Actor Benedict Cumberbatch was pretty much ubiquitous throughout the 2013 calendar with much ballyhooed roles in films as varied as Star Trek Into Darkness, The Fifth Estate and a trio of films currently in release – 12 Years a Slave, August: Osage County, The Hobbit: The Desolation of Smaug (it’s but his voice that appears in the later, but it’s instantly distinctive) – and his healthy employment appears to continue throughout the new year.
One of the most intriguing films Cumberbatch has in the works may just be The Imitation Game, a British period biographical drama set to come out sometime in 2014. The film tells the true life story of mathematician Alan Turing.
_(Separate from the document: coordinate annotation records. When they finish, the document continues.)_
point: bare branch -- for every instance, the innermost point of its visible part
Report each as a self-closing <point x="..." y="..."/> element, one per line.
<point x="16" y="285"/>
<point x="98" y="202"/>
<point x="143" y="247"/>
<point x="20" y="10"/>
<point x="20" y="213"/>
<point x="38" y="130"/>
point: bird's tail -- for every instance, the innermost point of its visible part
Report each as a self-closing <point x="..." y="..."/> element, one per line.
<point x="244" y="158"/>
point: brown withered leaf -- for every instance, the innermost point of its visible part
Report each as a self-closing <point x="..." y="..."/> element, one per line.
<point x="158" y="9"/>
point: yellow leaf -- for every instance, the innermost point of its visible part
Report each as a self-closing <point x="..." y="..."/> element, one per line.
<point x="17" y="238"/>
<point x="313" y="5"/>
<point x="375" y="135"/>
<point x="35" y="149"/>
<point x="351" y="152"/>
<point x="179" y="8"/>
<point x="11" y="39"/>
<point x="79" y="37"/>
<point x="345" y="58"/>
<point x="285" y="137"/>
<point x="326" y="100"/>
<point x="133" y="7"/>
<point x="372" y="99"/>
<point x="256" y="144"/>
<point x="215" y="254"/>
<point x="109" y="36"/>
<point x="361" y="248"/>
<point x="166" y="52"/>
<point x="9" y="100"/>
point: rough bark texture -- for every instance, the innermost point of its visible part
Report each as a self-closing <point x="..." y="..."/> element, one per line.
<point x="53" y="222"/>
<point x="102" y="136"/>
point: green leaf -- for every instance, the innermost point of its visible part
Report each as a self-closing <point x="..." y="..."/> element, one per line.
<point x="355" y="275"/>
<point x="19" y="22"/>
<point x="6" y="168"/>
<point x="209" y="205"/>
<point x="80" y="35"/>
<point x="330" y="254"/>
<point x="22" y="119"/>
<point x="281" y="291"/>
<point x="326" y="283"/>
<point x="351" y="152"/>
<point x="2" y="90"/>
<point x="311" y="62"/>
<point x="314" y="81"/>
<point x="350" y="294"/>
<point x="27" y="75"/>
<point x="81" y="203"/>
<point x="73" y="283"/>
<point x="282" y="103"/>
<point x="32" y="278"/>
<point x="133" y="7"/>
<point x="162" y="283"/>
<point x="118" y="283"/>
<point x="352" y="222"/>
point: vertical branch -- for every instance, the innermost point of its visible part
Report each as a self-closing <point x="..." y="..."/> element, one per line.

Turing, a pioneer of computer science, helped crack the Enigma code during World War II and developed the Turing Machine, which has been considered a model for the all purpose computer. We may all owe a debt to his work for our collective online-obsessed modern lifestyle. Adding heft to the story was the very real and sad circumstances regarding Turing’s personal life. He was a gay man, for which he was prosecuted and convicted in 1952, and was given a choice between imprisonment and castration. He committed suicide at the age of 41. In May of 2012 a bill was set in motion to posthumously pardon Turing, which was signed into effect on December 24, 2013 and immediately taken into effect.
The above first image was tweeted out by the film’s official Twitter in celebration of Turing’s pardon.
In honor of today’s Royal Pardon, please find the first still released from the upcoming film, The Imitation Game. pic.twitter.com/qdJFHSAYj2
— The Imitation Game (@tigmovie) December 24, 2013
The Imitation Game was directed by Morten Tyldum (Headhunters) from a script by Graham Moore. Keira Knightley, Matthew Goode and Mark Strong co-star. The film is slated for release some time in 2014.